O que está por vir não podemos ter certeza do que será, mas é preciso que seja uma mudança estrutural, muito mais do que qualquer outra foi. Aliás, será que tivemos, de fato, estrutura significativa até os dias atuais?

Da pré-história ao Renascimento, os humanos eram divididos por classes com poucos privilegiados. Os tecidos eram itens de alto valor e de uma forma clara e rápida serviam (também) para identificar e distinguir as classes.

A partir do século 14-15, o capitalismo já começara, e um processo de “urbanização” também. Com isso, houve uma aproximação de ambiente de pessoas de classes mais baixas com as mais altas. Tanto é que, nessa época, a burguesia começa a imitar as roupas da nobreza porque passam a saber como ela é.

E foi a partir dessa imitação que surgiu a moda (a nobreza queria se manter a diferença e “em um patamar” acima da burguesia e mudava o que vestia). Além disso, os papéis femininos e masculinos se tornam mais claros, até porque antes a mulher era vista como uma pessoa a ser tutelada e por isso seu lugar não era circulando nas ruas.

A partir de então e com a Revolução Industrial, estrutura-se a sociedade em que vivemos atualmente. Na moda, podemos destacar alguns pontos importantes: o nascimento da Alta Costura (que de certa forma mantém essa mesma diferenciação da estrutura social) e, com o Fast Fashion, possibilita-se uma aproximação “aceitável” da população de classe mais baixas a moda que antigamente apenas elites possuíam.

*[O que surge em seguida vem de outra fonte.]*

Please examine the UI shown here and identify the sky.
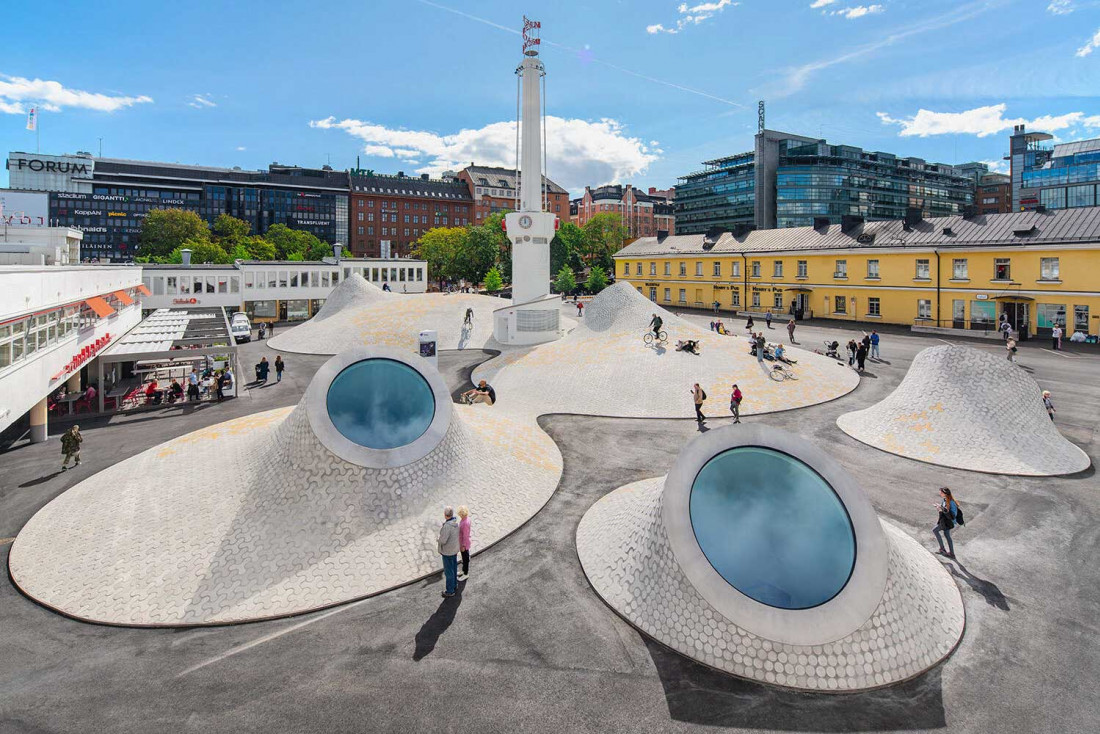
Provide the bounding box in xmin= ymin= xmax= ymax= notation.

Recentemente, numa pesquisa para um texto, me deparei com diversos autores falando sobre contracultura e moda, e como essa esvaziou movimentos através da cópia do estilo daquela.

Porém, será que a responsabilidade é da moda ou isso faz parte do sistema em que vivemos de tornar tudo mercadoria e esvaziar o propósito das coisas? Até porque tais movimentos questionavam a vida dentro do modelo capitalista e cresciam.

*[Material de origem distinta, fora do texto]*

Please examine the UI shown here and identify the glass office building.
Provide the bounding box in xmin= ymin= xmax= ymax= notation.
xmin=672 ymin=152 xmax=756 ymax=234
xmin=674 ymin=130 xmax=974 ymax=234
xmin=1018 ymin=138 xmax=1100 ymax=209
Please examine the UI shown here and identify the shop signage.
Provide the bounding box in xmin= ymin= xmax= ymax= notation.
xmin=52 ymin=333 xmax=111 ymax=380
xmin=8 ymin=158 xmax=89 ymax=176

Assim, os jovens, de algum modo, estavam ganhando “poder”. Será que alguém acreditou que os burgueses e donos de empresas iriam aceitar tais questionamentos sem fazer nada? E, talvez, este seja o maior trunfo do capitalismo, esvaziar em significado movimentos contrários a ele através do uso da imagem.

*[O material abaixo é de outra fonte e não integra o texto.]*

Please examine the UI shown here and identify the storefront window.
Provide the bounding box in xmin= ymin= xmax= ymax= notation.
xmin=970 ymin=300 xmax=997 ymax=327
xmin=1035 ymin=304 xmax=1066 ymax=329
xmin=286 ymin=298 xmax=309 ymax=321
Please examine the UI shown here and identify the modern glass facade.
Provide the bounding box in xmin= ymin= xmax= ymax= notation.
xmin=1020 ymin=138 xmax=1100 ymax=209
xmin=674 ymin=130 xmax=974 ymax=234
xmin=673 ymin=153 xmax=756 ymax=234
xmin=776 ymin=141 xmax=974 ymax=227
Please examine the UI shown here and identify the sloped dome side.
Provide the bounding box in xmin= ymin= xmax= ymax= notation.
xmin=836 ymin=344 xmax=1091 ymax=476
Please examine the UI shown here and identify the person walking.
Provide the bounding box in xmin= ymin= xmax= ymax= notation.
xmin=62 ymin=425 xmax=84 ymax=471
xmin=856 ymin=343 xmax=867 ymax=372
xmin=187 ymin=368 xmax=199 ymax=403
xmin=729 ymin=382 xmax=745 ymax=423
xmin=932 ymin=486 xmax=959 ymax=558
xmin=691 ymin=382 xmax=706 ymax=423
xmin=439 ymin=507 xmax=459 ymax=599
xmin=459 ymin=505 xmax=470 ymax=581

Afinal, a moda representa os valores de uma sociedade e, isso não é diferente no capitalismo com o qual a moda nasceu. Mas, indo além, em uma análise das principais sociedades que já tivemos, em todas elas vimos o costume em distinguir as classes das pessoas, principalmente através das roupas.

Portanto, embora eu mesma já tenha mencionado sobre esse momento de transição, também só acredito que poderemos falar de uma mudança de fato se proporcionar alteração entre as classes. Senão, embora de novas formas de vivências, apenas vamos mantendo a estrutura social e a busca por status das classes mais baixas frente às mais altas.